Delage likes to believe he’s played a role in the success or career directions of some of his former students. One from his very first late-immersion class recently told him she now holds a PhD in linguistics.
“She’s telling me that first interest started when she was in my classroom,” he said.
Other students have gone on to become pilots; another is certain knowing French got her out of an uncomfortable situation while traveling in Zaire, because she was able to communicate with initially unfriendly soldiers.
“She said when she started speaking in French, they backed off,” Delage said. “You never know when you’re going to use French.
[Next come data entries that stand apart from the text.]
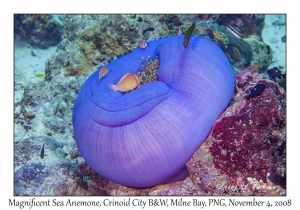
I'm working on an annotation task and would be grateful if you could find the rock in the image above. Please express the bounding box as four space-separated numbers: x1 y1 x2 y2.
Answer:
207 70 286 194
14 14 62 49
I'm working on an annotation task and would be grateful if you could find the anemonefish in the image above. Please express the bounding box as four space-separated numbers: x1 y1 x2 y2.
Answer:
248 63 261 71
99 67 109 79
232 47 244 60
138 40 147 48
111 73 141 92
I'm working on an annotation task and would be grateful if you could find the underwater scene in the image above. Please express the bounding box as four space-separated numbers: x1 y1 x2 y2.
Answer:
14 14 286 195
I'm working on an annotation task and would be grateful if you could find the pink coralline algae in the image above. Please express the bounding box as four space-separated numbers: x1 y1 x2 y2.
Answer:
96 70 286 196
208 70 286 188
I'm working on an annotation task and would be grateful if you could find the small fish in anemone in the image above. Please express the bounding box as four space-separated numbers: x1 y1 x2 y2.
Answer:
72 36 234 188
99 67 109 79
111 73 141 92
138 40 147 48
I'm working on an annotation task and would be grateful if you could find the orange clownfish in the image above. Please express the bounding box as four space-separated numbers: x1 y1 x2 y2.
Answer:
138 40 147 49
111 73 141 92
99 67 109 80
232 47 244 60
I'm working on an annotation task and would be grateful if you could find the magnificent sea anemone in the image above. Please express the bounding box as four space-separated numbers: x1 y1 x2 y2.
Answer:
72 36 234 188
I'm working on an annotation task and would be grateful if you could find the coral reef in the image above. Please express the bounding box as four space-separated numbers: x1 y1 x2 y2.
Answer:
46 15 162 80
66 15 140 76
14 14 285 195
210 70 286 183
217 14 265 37
261 15 286 89
244 38 272 73
14 162 50 195
14 135 104 195
164 22 229 50
159 14 183 29
43 14 270 80
14 14 62 49
199 23 259 73
162 21 272 73
13 75 97 195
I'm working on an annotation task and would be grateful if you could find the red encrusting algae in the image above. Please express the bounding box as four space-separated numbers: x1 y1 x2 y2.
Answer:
209 70 285 183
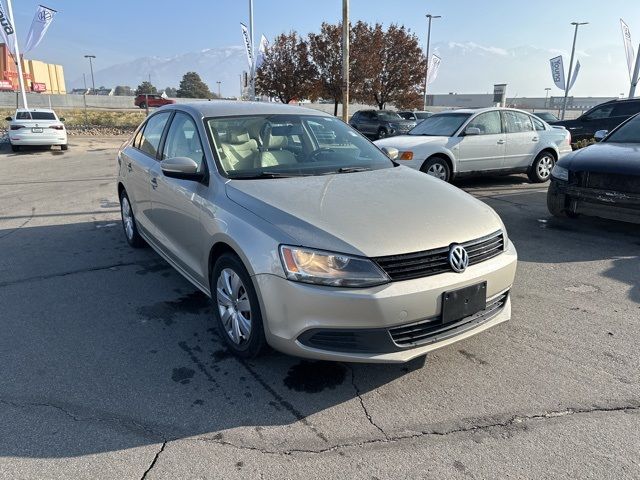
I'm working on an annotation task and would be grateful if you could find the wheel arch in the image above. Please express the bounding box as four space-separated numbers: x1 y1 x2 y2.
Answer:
421 152 455 175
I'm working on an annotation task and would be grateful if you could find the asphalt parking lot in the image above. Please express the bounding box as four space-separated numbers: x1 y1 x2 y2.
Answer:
0 137 638 479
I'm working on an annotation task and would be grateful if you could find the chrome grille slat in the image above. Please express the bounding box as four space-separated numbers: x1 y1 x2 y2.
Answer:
373 231 504 281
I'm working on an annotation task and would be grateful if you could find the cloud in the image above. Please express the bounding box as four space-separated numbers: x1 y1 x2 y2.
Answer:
447 41 508 56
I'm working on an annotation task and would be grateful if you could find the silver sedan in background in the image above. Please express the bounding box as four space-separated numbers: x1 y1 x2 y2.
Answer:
117 102 517 363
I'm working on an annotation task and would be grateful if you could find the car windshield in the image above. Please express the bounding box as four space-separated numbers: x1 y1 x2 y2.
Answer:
408 113 472 136
378 112 402 121
603 114 640 143
415 112 432 119
16 111 56 120
206 114 395 178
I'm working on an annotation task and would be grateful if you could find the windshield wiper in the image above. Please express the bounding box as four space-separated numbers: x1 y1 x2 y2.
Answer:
334 166 371 173
228 171 305 179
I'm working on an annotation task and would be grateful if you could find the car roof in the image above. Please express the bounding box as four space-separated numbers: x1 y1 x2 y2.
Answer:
161 100 332 118
434 107 535 116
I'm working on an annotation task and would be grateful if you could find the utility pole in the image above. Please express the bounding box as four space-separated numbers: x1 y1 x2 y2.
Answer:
217 81 222 99
423 14 441 110
629 46 640 98
544 87 551 108
84 55 96 93
249 0 255 101
561 22 588 120
341 0 349 122
5 0 28 109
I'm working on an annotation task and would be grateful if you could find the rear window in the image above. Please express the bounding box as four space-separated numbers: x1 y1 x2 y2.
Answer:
16 111 56 120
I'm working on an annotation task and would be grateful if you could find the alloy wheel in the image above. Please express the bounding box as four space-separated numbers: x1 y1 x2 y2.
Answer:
121 196 134 240
427 163 448 181
537 155 554 180
216 268 252 345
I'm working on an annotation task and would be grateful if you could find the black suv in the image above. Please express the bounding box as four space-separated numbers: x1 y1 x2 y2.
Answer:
550 98 640 143
349 110 416 139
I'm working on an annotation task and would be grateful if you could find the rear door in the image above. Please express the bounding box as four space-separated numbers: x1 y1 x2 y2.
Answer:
148 112 209 284
608 102 640 131
121 111 172 237
456 111 506 172
501 111 539 169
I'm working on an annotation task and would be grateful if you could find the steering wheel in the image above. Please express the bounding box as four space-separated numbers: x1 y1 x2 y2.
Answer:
308 147 336 162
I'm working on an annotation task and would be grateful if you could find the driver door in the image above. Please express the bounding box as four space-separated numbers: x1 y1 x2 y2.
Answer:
456 111 506 172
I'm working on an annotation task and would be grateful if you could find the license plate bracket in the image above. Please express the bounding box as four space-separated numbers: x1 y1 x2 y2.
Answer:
31 128 43 133
441 282 487 324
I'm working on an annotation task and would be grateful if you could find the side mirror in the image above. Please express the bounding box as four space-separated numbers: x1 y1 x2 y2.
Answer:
59 117 65 122
381 146 399 160
5 116 11 121
594 130 608 141
161 157 203 180
464 127 481 136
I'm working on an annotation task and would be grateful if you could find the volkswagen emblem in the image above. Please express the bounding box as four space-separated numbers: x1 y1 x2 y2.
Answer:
448 244 469 273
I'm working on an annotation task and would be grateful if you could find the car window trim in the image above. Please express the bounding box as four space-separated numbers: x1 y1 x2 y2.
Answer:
132 110 173 159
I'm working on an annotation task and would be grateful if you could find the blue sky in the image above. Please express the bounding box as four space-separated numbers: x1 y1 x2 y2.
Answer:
10 0 640 96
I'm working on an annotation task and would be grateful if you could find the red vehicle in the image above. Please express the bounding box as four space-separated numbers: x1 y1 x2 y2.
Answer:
134 94 175 109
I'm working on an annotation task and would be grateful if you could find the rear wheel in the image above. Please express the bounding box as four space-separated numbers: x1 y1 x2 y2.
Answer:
421 156 451 182
211 253 266 359
139 102 146 109
11 144 19 152
529 151 555 183
119 190 146 248
377 128 388 139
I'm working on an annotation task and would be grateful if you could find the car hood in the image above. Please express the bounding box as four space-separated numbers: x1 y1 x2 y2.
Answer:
374 135 449 149
558 142 640 175
225 167 503 257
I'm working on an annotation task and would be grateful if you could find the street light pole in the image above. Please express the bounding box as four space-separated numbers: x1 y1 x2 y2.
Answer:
423 14 441 110
561 22 588 120
342 0 349 122
84 55 96 93
544 87 551 108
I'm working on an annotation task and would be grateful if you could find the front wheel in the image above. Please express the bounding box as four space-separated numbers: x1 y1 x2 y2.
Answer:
139 102 146 109
529 152 555 183
421 157 451 182
377 128 388 139
11 144 19 152
211 254 266 358
119 190 146 248
61 144 68 151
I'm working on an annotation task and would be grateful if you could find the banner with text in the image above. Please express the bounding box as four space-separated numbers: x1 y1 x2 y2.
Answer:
549 56 565 91
256 34 269 69
24 5 56 53
620 19 635 80
240 23 254 70
0 1 17 55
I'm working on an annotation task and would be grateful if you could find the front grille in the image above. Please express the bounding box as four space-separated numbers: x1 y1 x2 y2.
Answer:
373 231 504 282
389 291 509 347
585 172 640 194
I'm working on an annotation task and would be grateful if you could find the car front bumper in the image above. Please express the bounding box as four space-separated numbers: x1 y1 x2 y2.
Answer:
254 239 517 363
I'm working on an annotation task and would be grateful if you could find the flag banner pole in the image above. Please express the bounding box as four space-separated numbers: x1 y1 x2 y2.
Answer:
4 0 28 109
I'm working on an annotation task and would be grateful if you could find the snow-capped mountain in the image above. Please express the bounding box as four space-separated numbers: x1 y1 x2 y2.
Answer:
70 46 247 97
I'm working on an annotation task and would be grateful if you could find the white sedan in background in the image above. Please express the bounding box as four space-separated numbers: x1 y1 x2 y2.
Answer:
375 108 572 183
6 108 68 152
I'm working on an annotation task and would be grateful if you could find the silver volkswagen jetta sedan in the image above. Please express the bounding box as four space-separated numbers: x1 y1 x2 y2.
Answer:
117 102 517 363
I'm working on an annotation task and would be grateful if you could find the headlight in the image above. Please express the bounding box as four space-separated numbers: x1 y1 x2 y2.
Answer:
551 165 569 181
279 246 389 287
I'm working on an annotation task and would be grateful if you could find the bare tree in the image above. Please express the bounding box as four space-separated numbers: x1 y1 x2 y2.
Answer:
256 32 317 104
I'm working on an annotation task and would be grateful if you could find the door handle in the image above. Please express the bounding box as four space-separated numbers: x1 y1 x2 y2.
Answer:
127 162 132 172
150 177 158 189
532 137 539 142
497 139 506 145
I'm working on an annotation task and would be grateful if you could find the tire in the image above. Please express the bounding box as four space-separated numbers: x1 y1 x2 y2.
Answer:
377 128 388 139
547 189 568 218
11 144 19 152
528 151 555 183
139 102 146 109
420 156 451 182
61 144 68 151
119 190 146 248
211 253 266 359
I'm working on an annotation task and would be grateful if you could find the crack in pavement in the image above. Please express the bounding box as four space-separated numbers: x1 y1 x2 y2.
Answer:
0 207 35 240
192 402 640 457
347 365 388 439
0 261 141 288
141 441 167 480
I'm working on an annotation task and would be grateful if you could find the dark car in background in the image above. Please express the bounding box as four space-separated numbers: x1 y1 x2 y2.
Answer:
349 110 416 139
547 113 640 224
397 110 434 123
549 98 640 143
533 111 559 123
134 94 176 109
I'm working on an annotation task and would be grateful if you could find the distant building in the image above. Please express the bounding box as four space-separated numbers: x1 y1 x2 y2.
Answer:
0 43 66 94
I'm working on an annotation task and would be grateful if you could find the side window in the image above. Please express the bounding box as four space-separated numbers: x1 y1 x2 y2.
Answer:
584 105 614 120
467 111 502 135
163 112 205 170
133 125 145 148
611 102 640 117
532 116 546 131
138 112 171 158
503 111 534 133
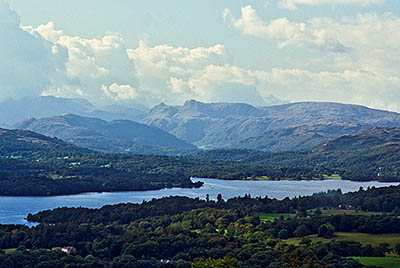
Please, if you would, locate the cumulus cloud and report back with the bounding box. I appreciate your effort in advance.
[230,7,400,75]
[102,83,137,101]
[0,1,65,100]
[1,1,267,108]
[224,5,400,111]
[254,68,400,111]
[25,22,139,105]
[2,0,400,113]
[127,42,267,106]
[231,5,349,51]
[279,0,385,10]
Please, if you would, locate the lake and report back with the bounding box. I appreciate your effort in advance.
[1,178,398,226]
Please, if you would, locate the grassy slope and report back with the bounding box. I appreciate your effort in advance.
[259,213,295,222]
[320,209,382,217]
[351,257,400,268]
[285,232,400,248]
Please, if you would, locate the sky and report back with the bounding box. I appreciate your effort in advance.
[1,0,400,111]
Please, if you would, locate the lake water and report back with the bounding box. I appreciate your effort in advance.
[1,178,398,226]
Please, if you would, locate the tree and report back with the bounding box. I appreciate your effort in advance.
[278,229,288,239]
[192,256,240,268]
[318,224,335,238]
[294,224,310,237]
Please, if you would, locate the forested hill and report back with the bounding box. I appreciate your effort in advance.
[191,127,400,181]
[0,128,90,158]
[0,128,202,196]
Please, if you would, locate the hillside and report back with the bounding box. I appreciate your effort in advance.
[315,127,400,153]
[0,127,90,158]
[143,100,400,151]
[13,114,198,155]
[190,127,400,181]
[0,127,201,196]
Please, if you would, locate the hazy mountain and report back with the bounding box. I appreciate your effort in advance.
[13,114,198,155]
[143,100,400,151]
[0,96,148,126]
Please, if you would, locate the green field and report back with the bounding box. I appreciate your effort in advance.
[284,232,400,248]
[351,257,400,268]
[4,248,16,254]
[322,174,342,180]
[319,209,382,217]
[260,213,295,223]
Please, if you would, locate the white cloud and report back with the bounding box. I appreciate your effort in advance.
[226,5,400,111]
[25,22,139,105]
[222,8,231,22]
[2,0,400,113]
[231,7,400,76]
[231,5,348,51]
[126,41,266,106]
[0,1,65,101]
[279,0,385,10]
[102,83,137,101]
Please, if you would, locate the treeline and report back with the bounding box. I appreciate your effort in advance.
[190,144,400,181]
[28,184,400,225]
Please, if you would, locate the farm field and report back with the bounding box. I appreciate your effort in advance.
[320,209,382,217]
[259,213,295,222]
[351,257,400,268]
[284,232,400,248]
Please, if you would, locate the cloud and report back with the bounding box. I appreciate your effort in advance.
[102,83,137,101]
[3,3,267,108]
[231,5,349,52]
[226,5,400,111]
[25,22,139,105]
[0,1,65,101]
[2,0,400,113]
[254,67,400,111]
[278,0,385,10]
[222,8,231,22]
[127,41,267,106]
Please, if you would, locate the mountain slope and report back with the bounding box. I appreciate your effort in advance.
[143,100,400,151]
[13,114,198,155]
[315,127,400,153]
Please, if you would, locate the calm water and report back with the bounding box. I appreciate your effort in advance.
[0,178,398,226]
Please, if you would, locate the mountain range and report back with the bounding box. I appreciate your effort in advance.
[13,114,198,155]
[142,100,400,151]
[7,96,400,153]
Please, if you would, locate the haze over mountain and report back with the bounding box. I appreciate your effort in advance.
[0,96,148,127]
[143,100,400,151]
[13,114,197,155]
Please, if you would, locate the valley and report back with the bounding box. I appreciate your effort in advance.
[2,99,400,268]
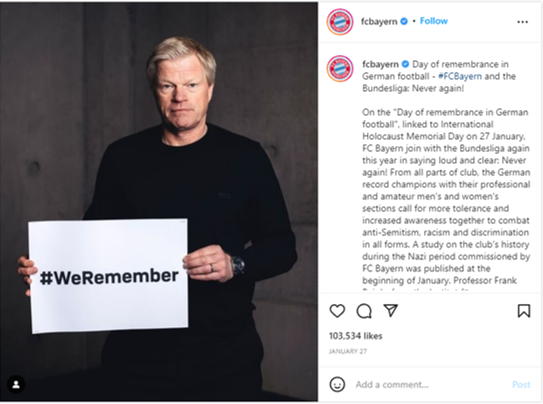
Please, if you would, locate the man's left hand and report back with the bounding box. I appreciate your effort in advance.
[183,245,234,283]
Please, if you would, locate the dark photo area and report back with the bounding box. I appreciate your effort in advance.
[0,3,317,401]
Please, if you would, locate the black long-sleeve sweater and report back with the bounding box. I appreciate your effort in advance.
[84,123,297,379]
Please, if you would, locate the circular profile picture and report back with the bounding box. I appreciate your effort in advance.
[327,56,354,82]
[327,9,354,35]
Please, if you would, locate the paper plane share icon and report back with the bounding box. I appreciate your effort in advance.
[384,304,398,317]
It just opens up a new world of possibilities, in terms of meeting people, in terms of making friends.”
French-language instruction is intended to provide students with a working knowledge of Canada’s other official language. It’s also aimed at instilling an appreciation of French culture. The Ministry of Education recognizes its benefits to students’ cognitive and social development. According to the Surrey School District, French Immersion students typically surpass the provincial average in writing and math in the Foundation Skills Assessment, a test administered to all Grade 4, 7, and 10 students.
Delage described LFI students as highly motivated and not afraid of a challenge. Joining the program often means changing schools and friends, on top of learning a new language and learning their subject matter in that new language.
Crescent Park Elementary’s Guylaine Cyrenne, who worked with Delage for 10 years at WRE, is confident her colleague’s friendly manner, sense of humour and obvious passion for the language has inspired many students to rise to the challenge.
He likes to have fun with teaching, and “this is the key to education,” she said. “He’s a Francophone and you can see that he’s proud to be a French speaker. He just loves the language.”
The choice program has come a long way since it was introduced in Surrey 30 years ago. It’s now available in 16 schools across the district, and demand for late-immersion remains high. Delage noted there’s already a wait list for the 2008-09 program at WRE.
He hopes to one day see similar programs for other languages.
For now, he’s looking forward to spending time on activities he’s long put on the back burner, including travel and gardening.
And he just may take up another language.
“I’ve always wanted to learn Spanish. Now, maybe I’ll have time,” he said.